Keine Pflicht zur Inanspruchnahme der Kaskoversicherung

..auch ein Kredit muss nicht aufgenommen werden.

Das OLG München stellt sich auf die Seite der Unfallgeschädigten und sieht keine Pflicht des Geschädigten zur Geringhaltung des Schadens einen Kredit oder die eigene Kaskoversicherung in Anspruch zu nehmen.

Dies gilt zumindest dann, wenn der Schädiger die alleinige Schuld an dem Unfall trägt. Lediglich im Falle einer Teilschuld, wenn dann der Verlust an Schadenfreiheitsrabatt einen kleineren Betrag ergibt als der quotal selbst zu tragende Schadenanteil, könne die Inanspruchnahme der Vollkaskoversicherung doch zumutbar sein . (OLG München, Urteil vom 27.05.2020, Az. 10 U 6795/19).
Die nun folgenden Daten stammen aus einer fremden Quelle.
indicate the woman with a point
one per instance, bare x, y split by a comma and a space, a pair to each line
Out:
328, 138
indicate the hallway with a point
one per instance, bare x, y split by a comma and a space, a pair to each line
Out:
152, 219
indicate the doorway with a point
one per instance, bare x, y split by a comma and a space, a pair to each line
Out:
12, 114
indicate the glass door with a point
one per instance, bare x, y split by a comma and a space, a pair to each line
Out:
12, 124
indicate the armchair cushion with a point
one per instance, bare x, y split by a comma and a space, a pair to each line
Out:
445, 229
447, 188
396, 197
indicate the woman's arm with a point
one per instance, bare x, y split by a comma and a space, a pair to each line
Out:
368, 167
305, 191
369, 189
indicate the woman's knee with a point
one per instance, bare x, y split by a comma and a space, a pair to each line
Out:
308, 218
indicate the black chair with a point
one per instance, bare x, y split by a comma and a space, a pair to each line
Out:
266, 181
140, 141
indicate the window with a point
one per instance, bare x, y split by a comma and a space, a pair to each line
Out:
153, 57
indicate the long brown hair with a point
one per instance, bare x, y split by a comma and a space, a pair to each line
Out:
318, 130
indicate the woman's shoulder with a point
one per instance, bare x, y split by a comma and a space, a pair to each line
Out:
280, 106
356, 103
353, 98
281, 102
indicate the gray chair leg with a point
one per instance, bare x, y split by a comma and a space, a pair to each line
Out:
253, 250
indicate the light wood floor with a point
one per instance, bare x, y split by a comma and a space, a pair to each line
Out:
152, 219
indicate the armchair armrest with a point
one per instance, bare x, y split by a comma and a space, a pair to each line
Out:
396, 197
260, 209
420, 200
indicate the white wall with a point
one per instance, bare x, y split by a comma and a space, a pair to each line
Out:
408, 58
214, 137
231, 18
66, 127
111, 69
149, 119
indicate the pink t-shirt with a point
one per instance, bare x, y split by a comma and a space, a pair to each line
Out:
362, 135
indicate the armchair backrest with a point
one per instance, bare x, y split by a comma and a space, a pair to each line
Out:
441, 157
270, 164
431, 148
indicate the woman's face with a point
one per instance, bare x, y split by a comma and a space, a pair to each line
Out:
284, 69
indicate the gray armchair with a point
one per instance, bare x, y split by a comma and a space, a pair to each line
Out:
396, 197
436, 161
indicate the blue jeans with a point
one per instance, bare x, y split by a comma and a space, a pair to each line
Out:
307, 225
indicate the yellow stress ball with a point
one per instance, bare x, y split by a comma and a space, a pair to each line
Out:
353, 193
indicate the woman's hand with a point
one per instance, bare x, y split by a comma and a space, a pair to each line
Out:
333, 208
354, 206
Sollte der unfallgegnerische Haftpflichtversicherer zuviel Zeit benötigen um den Schaden zu regulieren und der Geschädigte hat diesen darauf Aufmerksam gemacht, dass er die Reparatur nicht vorfinanzieren kann, muss der Versicherer auch den Ausfallschaden tragen, wenn dieser über die kalkulierte Reparaturzeit hinausgeht. Im vorliegenden Fall waren es 105 Tage Nutzungsausfall, die der Versicherer zahlen musste.

Eine Kreditaufnahme ist nur im Ausnahmefall zumutbar, wenn durch diese der Geschädigte nicht wirtschaftlich über seine Verhältnisse belastet wird.